I asked him if he’s worried about the ‘Trump’ factor making it harder to cross.
“Yeah for us it’s gonna be more difficult to get people to El Paso you know but it doesn’t matter we have to. F*** Trump and F*** the world, we have to make money, you know.”
New tent city built in anticipation of increased deportations
New tent city built in anticipation of increased deportations
But it’s more difficult now than ever, and some cartels are kidnapping migrants to extort them for ransom instead of attempting the crossing.
Cholo denies his smugglers do that, reasoning that it would cost them more in the long run.
“Let me tell you something – if you take care of your job, you do the right things, you are gonna have more jobs you know? If you start kidnapping, or disappearing people – beating them up, how can you get money? If you are doing that in our own cartel we kill you, you can’t do that.

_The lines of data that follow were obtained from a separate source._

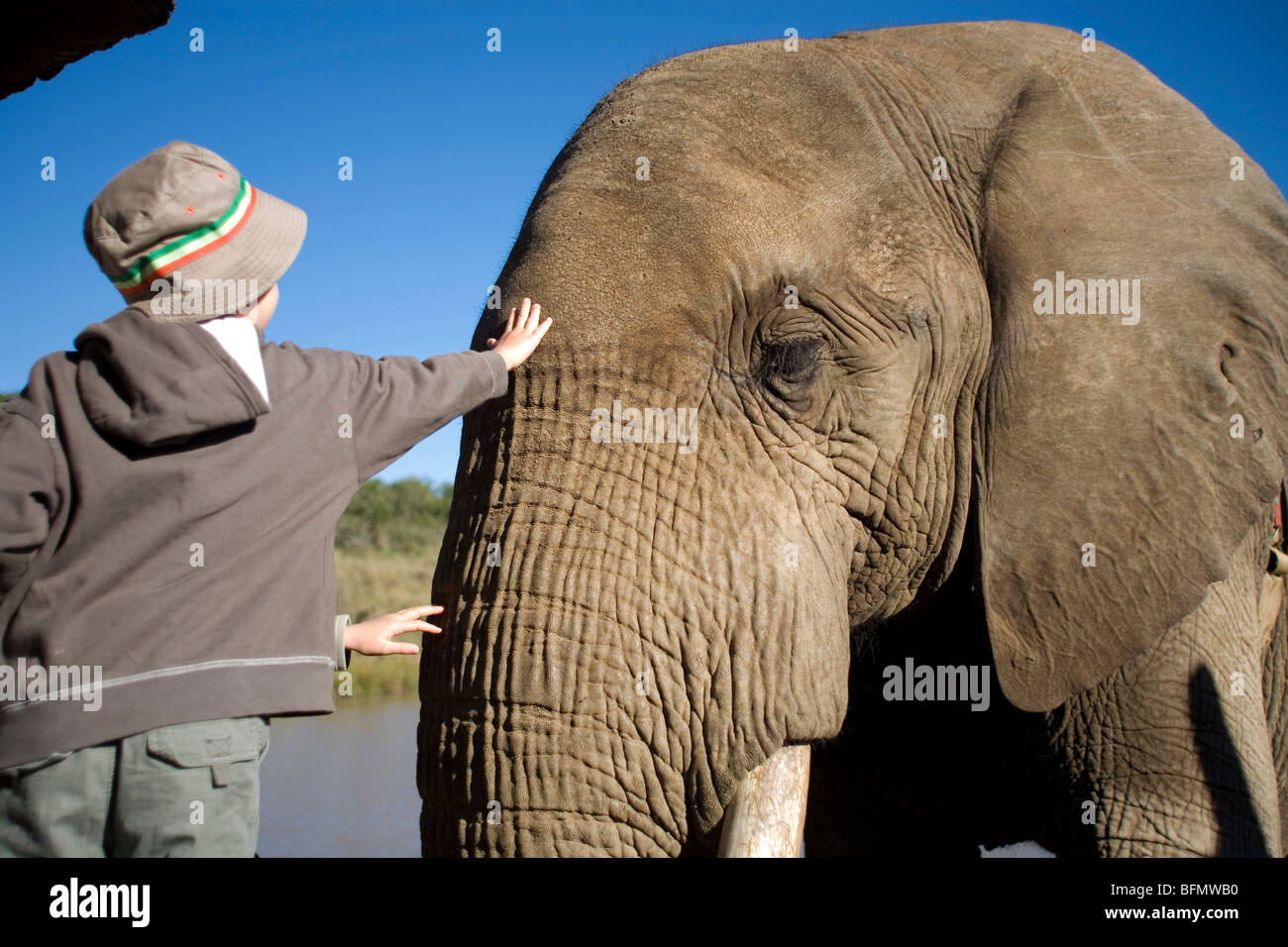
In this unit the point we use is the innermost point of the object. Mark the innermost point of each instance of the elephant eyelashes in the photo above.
(789, 368)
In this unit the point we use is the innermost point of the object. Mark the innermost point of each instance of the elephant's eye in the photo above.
(789, 367)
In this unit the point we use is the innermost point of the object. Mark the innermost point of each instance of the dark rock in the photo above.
(46, 35)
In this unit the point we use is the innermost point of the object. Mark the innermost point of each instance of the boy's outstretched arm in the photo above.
(375, 637)
(523, 331)
(29, 495)
(394, 402)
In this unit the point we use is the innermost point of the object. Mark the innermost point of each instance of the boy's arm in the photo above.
(29, 495)
(397, 402)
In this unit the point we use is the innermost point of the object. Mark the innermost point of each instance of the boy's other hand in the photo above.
(523, 330)
(375, 635)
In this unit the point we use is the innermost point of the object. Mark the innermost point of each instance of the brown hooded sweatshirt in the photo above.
(161, 523)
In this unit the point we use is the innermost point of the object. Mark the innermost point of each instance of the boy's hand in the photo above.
(374, 635)
(520, 335)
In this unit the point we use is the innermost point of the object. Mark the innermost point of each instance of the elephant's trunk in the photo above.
(555, 715)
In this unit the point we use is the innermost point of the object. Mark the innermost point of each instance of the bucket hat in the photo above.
(184, 237)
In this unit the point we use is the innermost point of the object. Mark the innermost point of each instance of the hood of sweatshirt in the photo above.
(159, 384)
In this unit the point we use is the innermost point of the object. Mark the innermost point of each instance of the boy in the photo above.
(167, 501)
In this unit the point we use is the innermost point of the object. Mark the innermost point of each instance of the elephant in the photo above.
(936, 347)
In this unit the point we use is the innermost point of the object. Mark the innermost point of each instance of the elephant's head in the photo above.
(815, 274)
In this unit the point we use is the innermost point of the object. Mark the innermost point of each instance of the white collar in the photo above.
(240, 339)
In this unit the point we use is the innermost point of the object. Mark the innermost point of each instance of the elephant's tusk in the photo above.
(767, 814)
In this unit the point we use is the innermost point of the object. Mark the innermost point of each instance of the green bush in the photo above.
(406, 517)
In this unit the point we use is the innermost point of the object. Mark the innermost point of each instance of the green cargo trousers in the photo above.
(184, 789)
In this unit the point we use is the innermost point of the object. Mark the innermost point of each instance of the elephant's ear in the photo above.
(1121, 458)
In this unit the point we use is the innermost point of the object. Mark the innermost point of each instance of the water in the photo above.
(343, 784)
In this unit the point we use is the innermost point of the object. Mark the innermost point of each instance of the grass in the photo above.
(385, 548)
(370, 583)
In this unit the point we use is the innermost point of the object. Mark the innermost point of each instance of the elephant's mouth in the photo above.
(765, 818)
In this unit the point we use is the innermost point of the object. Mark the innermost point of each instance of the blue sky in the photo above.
(450, 141)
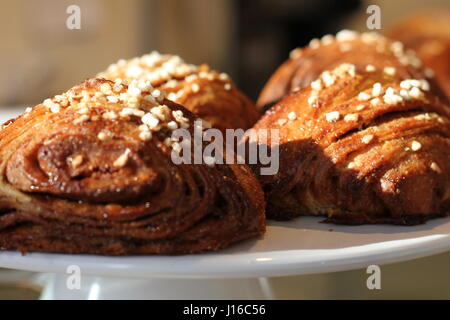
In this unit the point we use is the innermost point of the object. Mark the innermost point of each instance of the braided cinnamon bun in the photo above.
(368, 52)
(207, 93)
(360, 146)
(90, 171)
(428, 34)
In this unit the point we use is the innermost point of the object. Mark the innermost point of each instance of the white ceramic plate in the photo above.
(301, 246)
(296, 247)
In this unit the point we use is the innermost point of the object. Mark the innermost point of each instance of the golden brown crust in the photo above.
(79, 176)
(428, 34)
(368, 148)
(207, 93)
(366, 50)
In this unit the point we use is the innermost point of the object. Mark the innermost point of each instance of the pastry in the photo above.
(358, 145)
(367, 51)
(428, 34)
(90, 171)
(207, 93)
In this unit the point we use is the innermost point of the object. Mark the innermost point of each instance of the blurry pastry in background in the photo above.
(209, 94)
(360, 147)
(428, 33)
(368, 52)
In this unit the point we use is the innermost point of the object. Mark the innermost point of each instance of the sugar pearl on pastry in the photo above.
(292, 116)
(367, 138)
(332, 116)
(415, 146)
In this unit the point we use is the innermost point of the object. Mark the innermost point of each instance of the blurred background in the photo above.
(248, 39)
(41, 57)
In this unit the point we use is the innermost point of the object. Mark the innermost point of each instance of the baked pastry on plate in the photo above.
(428, 34)
(368, 52)
(90, 171)
(358, 145)
(207, 93)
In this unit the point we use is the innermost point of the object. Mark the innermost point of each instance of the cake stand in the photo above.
(243, 271)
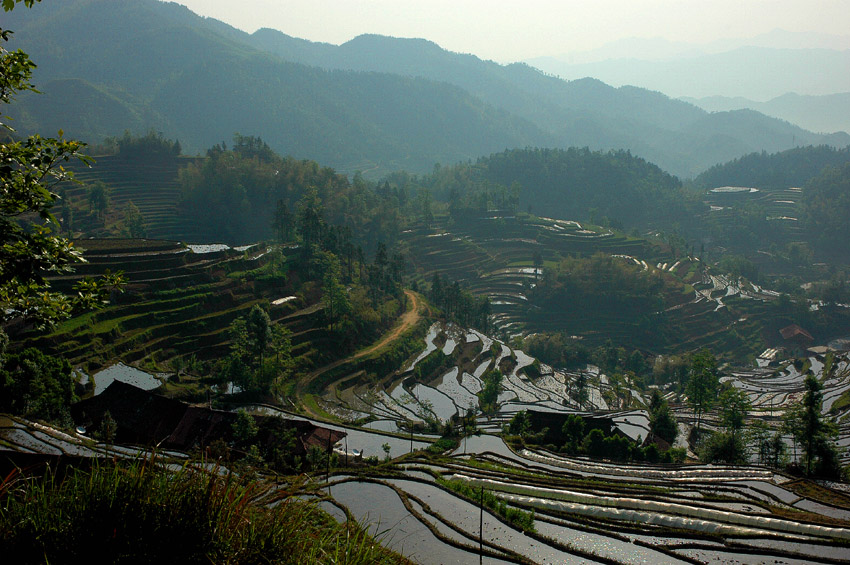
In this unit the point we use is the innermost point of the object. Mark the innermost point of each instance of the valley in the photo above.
(427, 309)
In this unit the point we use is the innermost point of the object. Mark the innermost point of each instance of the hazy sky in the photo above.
(509, 30)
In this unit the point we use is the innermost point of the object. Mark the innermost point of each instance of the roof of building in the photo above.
(795, 332)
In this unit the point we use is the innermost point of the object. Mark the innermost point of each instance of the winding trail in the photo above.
(406, 321)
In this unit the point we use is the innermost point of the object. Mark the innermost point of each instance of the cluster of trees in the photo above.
(580, 439)
(260, 353)
(30, 170)
(372, 294)
(615, 187)
(36, 386)
(826, 208)
(732, 441)
(228, 194)
(588, 283)
(459, 304)
(150, 147)
(488, 397)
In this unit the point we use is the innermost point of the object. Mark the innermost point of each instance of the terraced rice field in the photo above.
(178, 302)
(493, 257)
(584, 510)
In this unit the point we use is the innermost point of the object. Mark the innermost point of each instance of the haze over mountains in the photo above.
(374, 104)
(762, 68)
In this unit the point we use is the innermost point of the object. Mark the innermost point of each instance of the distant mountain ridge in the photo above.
(374, 104)
(759, 73)
(830, 112)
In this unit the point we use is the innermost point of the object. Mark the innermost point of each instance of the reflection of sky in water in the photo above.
(369, 443)
(125, 374)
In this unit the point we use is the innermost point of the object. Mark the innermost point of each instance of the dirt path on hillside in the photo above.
(407, 321)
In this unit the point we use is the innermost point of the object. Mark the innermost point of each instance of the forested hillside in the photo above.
(611, 187)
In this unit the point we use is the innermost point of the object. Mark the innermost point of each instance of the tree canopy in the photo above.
(30, 252)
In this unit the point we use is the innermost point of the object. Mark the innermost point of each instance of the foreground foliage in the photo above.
(141, 513)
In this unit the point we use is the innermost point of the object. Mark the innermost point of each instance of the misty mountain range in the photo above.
(828, 112)
(374, 104)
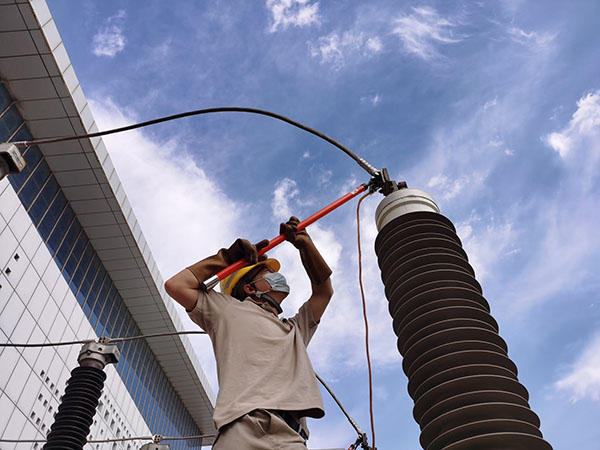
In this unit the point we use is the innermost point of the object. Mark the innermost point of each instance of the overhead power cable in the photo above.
(361, 162)
(364, 305)
(156, 438)
(103, 340)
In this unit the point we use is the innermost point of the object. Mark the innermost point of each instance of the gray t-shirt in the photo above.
(261, 360)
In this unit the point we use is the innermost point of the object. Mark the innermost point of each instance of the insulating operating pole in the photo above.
(464, 386)
(153, 446)
(78, 406)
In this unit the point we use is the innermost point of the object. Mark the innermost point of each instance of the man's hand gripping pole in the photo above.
(215, 279)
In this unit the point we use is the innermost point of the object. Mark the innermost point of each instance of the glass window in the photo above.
(60, 230)
(43, 200)
(11, 120)
(23, 134)
(32, 156)
(99, 302)
(50, 220)
(35, 182)
(5, 98)
(108, 304)
(121, 322)
(82, 268)
(114, 320)
(88, 280)
(94, 293)
(68, 242)
(78, 247)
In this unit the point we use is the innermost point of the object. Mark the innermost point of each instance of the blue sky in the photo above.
(491, 107)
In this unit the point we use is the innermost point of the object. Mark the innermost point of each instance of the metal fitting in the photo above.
(155, 447)
(11, 160)
(98, 355)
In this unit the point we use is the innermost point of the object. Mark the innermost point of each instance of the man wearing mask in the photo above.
(266, 382)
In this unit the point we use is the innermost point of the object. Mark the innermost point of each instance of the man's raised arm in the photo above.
(316, 268)
(183, 287)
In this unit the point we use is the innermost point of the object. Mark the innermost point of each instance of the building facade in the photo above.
(74, 264)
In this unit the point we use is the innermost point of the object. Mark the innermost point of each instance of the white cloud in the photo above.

No, if I know you are doing that, you’re dead.”
In a nearby shelter, we meet a family of migrants, Lina and Cesar, and their two little boys.
It took them 11 months to make the trip here from South America, through the deadly Darien Gap and on the notorious ‘Beast’ train through Mexico. They had secured an appointment with US immigration officials at the border, before President Trump’s inauguration in January.
But they never made it.
“While moving through Mexico, we were kidnapped twice. All the family.”
– Lina and Cesar
They were held captive, and pressured to pay a ransom they couldn’t afford.
Lina and Cesar live in a shelter with their two boys
Lina and Cesar live in a shelter with their two boys
Lina’s biggest fear was that the criminals would find another, unthinkable, way to make money from them.
“Organ trafficking. (I feared) that we were never getting out of there, and that they saw my kids as business.”
They were eventually released, but they’re still in shock. Afraid to leave the shelter, but also afraid to stay.
Their dream of escaping poverty for a better future for their boys, is dead.
All they want now – is to stay alive and stay together, and eventually, get home.
Watch more:
Undocumented migrants fear Trump’s ‘largest deportation programme’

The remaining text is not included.